Page MenuHomePhabricator

Decision request - kubernetes upgrade workgroup
Open, Needs TriagePublic

Description

Problem

We are several years behind kubernetes upgrades, and in order to catch up, we need to upgrade faster than upstream releases for some time.

Constraints and risks

  • All the problems of running old software (security, bugs, stability, ...)

Extra info

Decision record

In progress

https://wikitech.wikimedia.org/wiki/Wikimedia_Cloud_Services_team/EnhancementProposals/Decision_record_T302593_How_do_we_make_decisions

Options

Option 1

Do nothing

Pros:

  • No extra effort needed

Cons:

  • We never catch up

Option 2

Create a dedicated opt-in workgroup to focus on monthly Kubernetes upgrades until we catch up (as aim, some upgrades might take more), and continue with regular updates thereafter.

Pros:

  • K8s upgrade progress greatly improves
  • we spread upgrade knowledge in the team
  • we setup a working group that can then take over the regular updates (3/year)
  • automation improvement and refinement

Cons:

  • Considerable effort sometimes when api deprecations happen to affect us
  • Are monthly updates compatible with other work streams?

Option N

Add your options here

Interested to be part of the working group? Add yourself below:

Event Timeline

fnegri renamed this task from Decision request template - kubernetes upgrade workgroup to Decision request - kubernetes upgrade workgroup.Apr 29 2024, 5:30 PM
fnegri moved this task from Inbox to Discussion on the Cloud Services Proposals board.

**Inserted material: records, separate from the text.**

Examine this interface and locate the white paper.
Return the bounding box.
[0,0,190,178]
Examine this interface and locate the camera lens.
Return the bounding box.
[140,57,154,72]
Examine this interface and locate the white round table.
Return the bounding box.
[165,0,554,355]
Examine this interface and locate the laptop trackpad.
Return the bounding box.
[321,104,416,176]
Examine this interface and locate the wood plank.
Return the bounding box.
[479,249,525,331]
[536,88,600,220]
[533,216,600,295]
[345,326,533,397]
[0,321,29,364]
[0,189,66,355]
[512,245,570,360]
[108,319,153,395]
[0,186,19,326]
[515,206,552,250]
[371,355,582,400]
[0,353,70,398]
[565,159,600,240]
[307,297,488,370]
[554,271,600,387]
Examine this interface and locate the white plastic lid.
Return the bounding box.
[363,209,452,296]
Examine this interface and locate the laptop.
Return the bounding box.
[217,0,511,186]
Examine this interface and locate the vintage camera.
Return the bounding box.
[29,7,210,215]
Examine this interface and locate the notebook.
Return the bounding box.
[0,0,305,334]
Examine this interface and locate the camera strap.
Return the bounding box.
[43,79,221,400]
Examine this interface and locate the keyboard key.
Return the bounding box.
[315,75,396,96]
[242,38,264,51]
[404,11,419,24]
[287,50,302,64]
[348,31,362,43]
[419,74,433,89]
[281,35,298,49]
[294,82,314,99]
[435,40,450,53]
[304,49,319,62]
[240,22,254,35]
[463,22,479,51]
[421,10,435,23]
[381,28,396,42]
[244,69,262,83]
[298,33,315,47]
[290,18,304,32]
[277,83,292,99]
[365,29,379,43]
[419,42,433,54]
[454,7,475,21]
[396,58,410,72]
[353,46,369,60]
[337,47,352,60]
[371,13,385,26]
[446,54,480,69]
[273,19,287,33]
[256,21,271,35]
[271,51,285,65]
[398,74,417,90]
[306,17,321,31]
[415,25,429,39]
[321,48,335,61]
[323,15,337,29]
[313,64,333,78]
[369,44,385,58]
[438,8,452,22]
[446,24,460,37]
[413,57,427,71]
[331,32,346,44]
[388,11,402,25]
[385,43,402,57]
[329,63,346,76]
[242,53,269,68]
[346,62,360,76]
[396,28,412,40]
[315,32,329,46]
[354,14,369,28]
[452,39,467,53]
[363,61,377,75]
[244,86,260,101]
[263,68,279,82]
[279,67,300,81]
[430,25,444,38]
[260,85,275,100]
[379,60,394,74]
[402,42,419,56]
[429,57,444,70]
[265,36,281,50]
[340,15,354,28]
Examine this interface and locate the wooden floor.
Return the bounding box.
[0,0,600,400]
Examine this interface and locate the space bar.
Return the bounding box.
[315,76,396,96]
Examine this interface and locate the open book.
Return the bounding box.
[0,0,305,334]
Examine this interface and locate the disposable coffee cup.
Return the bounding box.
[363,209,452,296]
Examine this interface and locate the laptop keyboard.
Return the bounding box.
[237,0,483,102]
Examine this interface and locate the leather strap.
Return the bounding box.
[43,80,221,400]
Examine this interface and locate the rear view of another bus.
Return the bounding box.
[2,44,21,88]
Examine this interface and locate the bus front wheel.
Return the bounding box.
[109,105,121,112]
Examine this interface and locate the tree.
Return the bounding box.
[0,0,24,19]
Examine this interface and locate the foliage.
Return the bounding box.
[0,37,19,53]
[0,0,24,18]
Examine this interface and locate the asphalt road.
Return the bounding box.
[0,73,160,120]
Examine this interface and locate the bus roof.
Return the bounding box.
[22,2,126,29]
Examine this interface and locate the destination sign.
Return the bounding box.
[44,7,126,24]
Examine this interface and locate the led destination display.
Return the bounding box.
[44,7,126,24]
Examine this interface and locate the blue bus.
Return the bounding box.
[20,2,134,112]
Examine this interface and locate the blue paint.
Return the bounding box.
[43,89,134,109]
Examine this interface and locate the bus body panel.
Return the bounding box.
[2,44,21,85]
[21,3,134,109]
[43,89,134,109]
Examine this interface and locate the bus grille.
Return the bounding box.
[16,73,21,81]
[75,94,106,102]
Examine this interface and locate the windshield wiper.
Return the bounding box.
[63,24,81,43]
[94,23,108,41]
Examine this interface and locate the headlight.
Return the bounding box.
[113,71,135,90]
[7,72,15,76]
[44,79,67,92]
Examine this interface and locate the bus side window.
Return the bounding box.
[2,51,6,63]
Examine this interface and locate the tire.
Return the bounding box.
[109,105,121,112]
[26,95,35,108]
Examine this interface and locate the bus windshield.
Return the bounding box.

Can we link any resources we already have (automations, cookbooks, instructions, etc) on how we handle k8s upgrade here too? k8s upgrade is easy on paper but I assume it'll probably be more hairy for our particular implementation. Btw for the decision request I'm going with Option 2

Added it :), feel free to edit the task and add more if you find more

Option 2 seems to me like the obviously good choice :)

On a first read, I was under the impression that the working group would exist only until we catch up, but from option 2 it seems clear that this would become a regular working group.

Option 2 seems to me like the obviously good choice :)

On a first read, I was under the impression that the working group would exist only until we catch up, but from option 2 it seems clear that this would become a regular working group.

Feel free to reword/clarify there :)
Without the long-term workgroup might be another option too if you prefer.

I would like to participate on the upgrades. I don't have any strong opinion on the different options at the moment.

Option 2 (including the long-term workgroup) looks fine to me.

Maybe I would add that "monthly" is the target, but some difficult upgrades might need more time. We could publish a roadmap and highlight the upgrades that we anticipate might require more time, because of API deprecations.

Option 2 (including the long-term workgroup) looks fine to me.

Maybe I would add that "monthly" is the target, but some difficult upgrades might need more time. We could publish a roadmap and highlight the upgrades that we anticipate might require more time, because of API deprecations.

Sounds good to me, iirc usually there's one big upgrade a year where they deprecate many things/do big changes, I think though that we can keep track of that on the tasks (https://phabricator.wikimedia.org/T316107), after assigning say three of them, the asignees can start looking into what changes come with that upgrade and plan a bit ahead, wdyt? (this can be discussed after, no need to decide now).

I think though that we can keep track of that on the tasks

The task is good to discuss the details, but I see a value in having a high-level wiki page with the list of upgrades, and a very short summary like "this one should be easy", or "this one is complicated, see details in the task".